Gambira's detention shrouded in mystery

  • Reuters
  • Published: 00:00 February 12, 2012
  • Gulf News

Shin Gambira
  • Image Credit: AP
  • Shin Gambira

Yangon: An activist monk who led a 2007 uprising against Myanmar's former military government has returned to his monastery after being taken for questioning by the authorities just weeks after his release from prison, a family member said yesterday.

Shin Gambira, the leader of the Alliance of All Burma Buddhist Monks, was taken from a monastery in commercial capital Yangon on Thursday night by city authorities and officials from the Ministry of Religious Affairs, but returned home safely late on Friday.

"He told us that he met some government officials and senior monks. He said he was treated well," the family member said, without elaborating and requesting anonymity.

Shin Gambira's brief detention is still shrouded in mystery. The United States expressed concern on Friday and demanded his immediate release and for Myanmar to "protect the fundamental freedoms of all its citizens, including all of those recently released from detention".

The United States is monitoring the country closely before deciding whether to lift a range of economic sanctions in place for human rights abuses by the former military regime, which made way for a civilian government 11 months ago.

Shin Gambira, 33, was one of the leaders of the pro-democracy "Saffron Revolution" during which monks led protests against the junta that had ruled the former Burma for 49 years.

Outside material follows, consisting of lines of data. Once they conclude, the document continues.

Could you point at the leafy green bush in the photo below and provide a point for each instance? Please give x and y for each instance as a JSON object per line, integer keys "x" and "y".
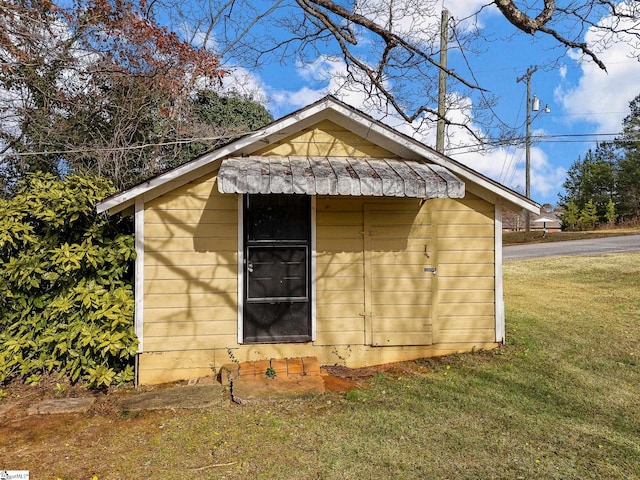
{"x": 66, "y": 301}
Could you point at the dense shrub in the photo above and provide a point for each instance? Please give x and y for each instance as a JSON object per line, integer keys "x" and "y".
{"x": 66, "y": 301}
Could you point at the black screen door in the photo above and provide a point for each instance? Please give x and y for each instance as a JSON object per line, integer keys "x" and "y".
{"x": 277, "y": 293}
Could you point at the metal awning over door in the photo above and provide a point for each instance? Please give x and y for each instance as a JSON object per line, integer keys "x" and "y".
{"x": 378, "y": 177}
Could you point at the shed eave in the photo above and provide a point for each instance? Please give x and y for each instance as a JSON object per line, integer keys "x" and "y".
{"x": 379, "y": 177}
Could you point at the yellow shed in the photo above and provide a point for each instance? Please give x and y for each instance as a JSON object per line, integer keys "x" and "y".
{"x": 325, "y": 234}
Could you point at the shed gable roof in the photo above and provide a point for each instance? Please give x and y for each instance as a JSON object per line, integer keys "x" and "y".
{"x": 378, "y": 177}
{"x": 328, "y": 108}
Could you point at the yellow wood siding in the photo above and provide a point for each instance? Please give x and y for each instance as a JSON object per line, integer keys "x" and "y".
{"x": 466, "y": 272}
{"x": 325, "y": 139}
{"x": 371, "y": 286}
{"x": 339, "y": 271}
{"x": 191, "y": 269}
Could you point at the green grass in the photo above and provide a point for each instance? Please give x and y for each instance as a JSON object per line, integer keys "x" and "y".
{"x": 559, "y": 401}
{"x": 535, "y": 236}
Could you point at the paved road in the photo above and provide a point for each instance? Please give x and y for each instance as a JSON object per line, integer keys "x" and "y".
{"x": 627, "y": 243}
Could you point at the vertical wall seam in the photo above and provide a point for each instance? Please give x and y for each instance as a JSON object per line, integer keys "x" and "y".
{"x": 139, "y": 273}
{"x": 499, "y": 288}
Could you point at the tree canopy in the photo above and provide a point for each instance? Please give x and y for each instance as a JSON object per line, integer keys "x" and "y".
{"x": 391, "y": 48}
{"x": 100, "y": 86}
{"x": 606, "y": 181}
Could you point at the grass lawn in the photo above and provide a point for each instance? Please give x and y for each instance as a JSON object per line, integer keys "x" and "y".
{"x": 560, "y": 401}
{"x": 535, "y": 236}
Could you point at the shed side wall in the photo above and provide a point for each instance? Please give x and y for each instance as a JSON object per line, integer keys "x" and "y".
{"x": 191, "y": 274}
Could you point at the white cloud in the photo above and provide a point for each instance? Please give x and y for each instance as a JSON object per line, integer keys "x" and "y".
{"x": 602, "y": 98}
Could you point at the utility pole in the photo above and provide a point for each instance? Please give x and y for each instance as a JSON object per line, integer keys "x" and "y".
{"x": 442, "y": 80}
{"x": 527, "y": 77}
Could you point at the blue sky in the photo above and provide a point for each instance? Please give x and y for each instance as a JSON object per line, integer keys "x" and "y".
{"x": 586, "y": 103}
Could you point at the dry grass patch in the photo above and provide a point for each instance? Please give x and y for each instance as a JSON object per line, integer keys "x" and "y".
{"x": 560, "y": 400}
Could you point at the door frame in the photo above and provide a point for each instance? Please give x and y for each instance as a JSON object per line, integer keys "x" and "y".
{"x": 241, "y": 276}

At least 31 people were killed during the uprising that was brutally crushed by security forces, with hundreds beaten and arrested.

The crackdown led to the imposition of additional sanctions on the regime — embargoes that are currently being reviewed by the United States and the European Union in response to a series of surprise reforms.

Shin Gambira was sentenced to 68 years in prison for his role in the protests but was released in a mass amnesty of political prisoners on January 13.

Mental problems

In an interview last month, he said he had endured beatings, solitary confinement and sleep deprivation.

Several associates of Shin Gambira told Reuters they suspected he was suffering from mental problems because of the ill treatment and interrogation endured while in prison.

A fellow activist monk, known as Issariya, said he suspected Shin Gambira was detained for entering a monastery that had been sealed off by the authorities.